Brandt's legacy is anything but obscure. "He was the one person who anyone with ambition measured themselves against from the 1950s," says Mark Haworth-Booth of the Victoria and Albert Museum. "There was no one who could come close to him".
Brandt's career began in Paris in 1929, studying with Man Ray, and ended with his death in 1983. His influence can still be seen in the work of photographers as diverse as Eve Arnold, Don McCullin and Terry O'Neill, and artists such as Francis Bacon and David Hockney.
It wasn't simply in artistic circles that Brandt's black-and-white images resonated. His early assignments in the industrial north for Picture Post and Lilliput magazines, and his first book in 1936, The English at Home, which juxtaposed images of privilege and wealth with belowstairs working-class reality, also created a powerful portrait of social injustice that was to be a visual reference point for the politics of the post-war consensus.
There was hardly an area of photography that Brandt did not master. Haworth-Booth says he was more "three-dimensional" than other photographers. "He did landscape, social deprivation, surrealist, nudes and portraits he was always incredibly busy"
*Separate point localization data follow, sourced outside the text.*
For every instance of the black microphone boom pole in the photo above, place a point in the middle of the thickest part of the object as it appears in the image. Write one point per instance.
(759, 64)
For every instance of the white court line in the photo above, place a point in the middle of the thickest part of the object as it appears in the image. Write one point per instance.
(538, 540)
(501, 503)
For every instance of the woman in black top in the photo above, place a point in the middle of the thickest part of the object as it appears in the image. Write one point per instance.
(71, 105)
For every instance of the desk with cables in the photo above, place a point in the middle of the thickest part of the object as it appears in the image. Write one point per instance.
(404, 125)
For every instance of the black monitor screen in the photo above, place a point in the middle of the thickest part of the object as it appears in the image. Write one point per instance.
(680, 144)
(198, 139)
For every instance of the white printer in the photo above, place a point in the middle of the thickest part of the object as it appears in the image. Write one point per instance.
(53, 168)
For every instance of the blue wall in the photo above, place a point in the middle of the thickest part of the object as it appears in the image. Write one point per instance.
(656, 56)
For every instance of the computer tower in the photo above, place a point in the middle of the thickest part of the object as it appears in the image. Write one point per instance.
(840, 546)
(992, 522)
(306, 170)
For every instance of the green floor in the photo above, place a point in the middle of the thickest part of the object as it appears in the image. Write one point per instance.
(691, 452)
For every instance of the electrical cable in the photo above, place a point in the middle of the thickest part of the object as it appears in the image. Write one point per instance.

During the war, Brandt worked for the Ministry of Information and captured some of the most memorable pictures of Londoners during the Blitz. But his genius did not make him much money during his lifetime. In 1964 he was charging the Victoria and Albert Museum just £5 for a print - virtually cost price. At the Focus Gallery in London, where a collection of his work goes on display and on sale from Tuesday, prices are closer to £12,000.